The ANC and religion (pt.1)
Jun. 15th, 2008 01:51 pmI'll write several posts that will, together, comprise a single essay on the ANC and religion. The central thesis of the essay is that religion is a helpful metaphor for understanding the ANC’s political ideology and, in particular, for better understanding the politics of Thabo Mbeki and Jacob Zuma. These several different posts - each one of which constitutes a different section of the full essay - are as follows:
1. Introduction
2. The ANC and Religion
3. Thabo Mbeki and the truth
4. Jacob Zuma and God
Thus, today, we start with the INTRODUCTION, which sets out the argument in broad terms, on which I will elaborate in each of the next posts.
THE ONE TRUE CHURCH
An essay on the ANC, religion, and the politics of Thabo Mbeki and Jacob Zuma
“There cannot be a clearer mark of the progress of liberty of thought than the contrast between the world views of science and religion, nor of the hard-won nature of that progress than the struggle to liberate the former from the latter. Liberty of thought is the essence of enquiry, and free enquiry produces a conception of the universe totally different from any that thinks the world was created as a theatre for the moral and spiritual destiny of humankind by anthropocentric gods. The story of science is also the story of the struggle by religious orthodoxy to retain control over how the universe is to be seen, and where the limits of legitimate enquiry lie. To make science possible, religion’s claim to hegemony over the mind had to be broken.” [1] [J. Youlton]
Introduction
Although the central thesis of this essay revolves around the relationship between the African National Congress’s nationalism and religion (and by religion, I mean monotheistic religion), it does not pre-suppose that such a relationship does not exist between other political philosophies and religion; only that this particular relationship is often profound, its consequences damaging and, by identifying and trying to understand it, I hope, fairly illuminating.
This essay also makes use of fairly broad brushstrokes in an attempt to define the argument in general terms. This might well have the effect of suggesting that the ANC’s particular brand of African nationalism is uniform, coherent and consistent across all its members. In reality though, this is obviously not the case and no doubt, there are individuals within the ruling party who do not fully subscribe to the particular political philosophy I describe in this argument. Significantly however, there are individuals in the ANC for whom this description is entirely accurate and, in extreme cases even understated. I would argue it is this second group of people who represent both the majority of ANC members and perhaps more importantly, those who occupy the most powerful positions in the party. As these are the people most likely to influence South Africa, it is around their world view that this argument is shaped.
The argument in a nutshell
“Nationalism is power-hunger tempered by self-deception. Every nationalist is capable of the most flagrant dishonesty, but he is also - since he is conscious of serving something bigger than himself - unshakeably certain of being in the right.” [2] [George Orwell]

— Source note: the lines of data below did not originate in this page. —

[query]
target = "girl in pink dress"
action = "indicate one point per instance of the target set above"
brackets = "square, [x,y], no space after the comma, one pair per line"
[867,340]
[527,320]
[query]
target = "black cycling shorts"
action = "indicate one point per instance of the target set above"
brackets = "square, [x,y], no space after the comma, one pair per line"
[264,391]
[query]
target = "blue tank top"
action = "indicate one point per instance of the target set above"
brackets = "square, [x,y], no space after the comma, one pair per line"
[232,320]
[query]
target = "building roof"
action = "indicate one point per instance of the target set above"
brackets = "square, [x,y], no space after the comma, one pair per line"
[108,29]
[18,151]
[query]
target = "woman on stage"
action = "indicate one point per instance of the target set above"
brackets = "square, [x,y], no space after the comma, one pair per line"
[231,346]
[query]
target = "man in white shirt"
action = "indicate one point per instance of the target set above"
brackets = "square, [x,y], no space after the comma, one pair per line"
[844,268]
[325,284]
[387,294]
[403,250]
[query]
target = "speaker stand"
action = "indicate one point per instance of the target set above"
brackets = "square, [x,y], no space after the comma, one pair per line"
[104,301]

“Few things have done more harm than the belief on the part of individuals or groups (or tribes or states or nations or churches) that he or she or they are in sole possession of the truth: especially about how to live, what to be and do - and those who differ from them are not merely mistaken but wicked or mad and need restraining or suppressing. It is a terrible and dangerous arrogance to believe that you alone are right, have a magical eye which sees the truth and that others cannot be right if they disagree.” [3] [Isaiah Berlin]
So central to South Africa’s current affairs is the unfolding drama between the President of the country and the President of the ruling party that to simply place their names next to each other (Jacob Zuma and Thabo Mbeki) is to invoke a fundamental sense of the opposite, hostility and conflict. For if the one is day then the other surely is night; if the one is white, the other black. At least, that is the perception that exists: two opposing forces locked in battle; ultimately, irreconcilable.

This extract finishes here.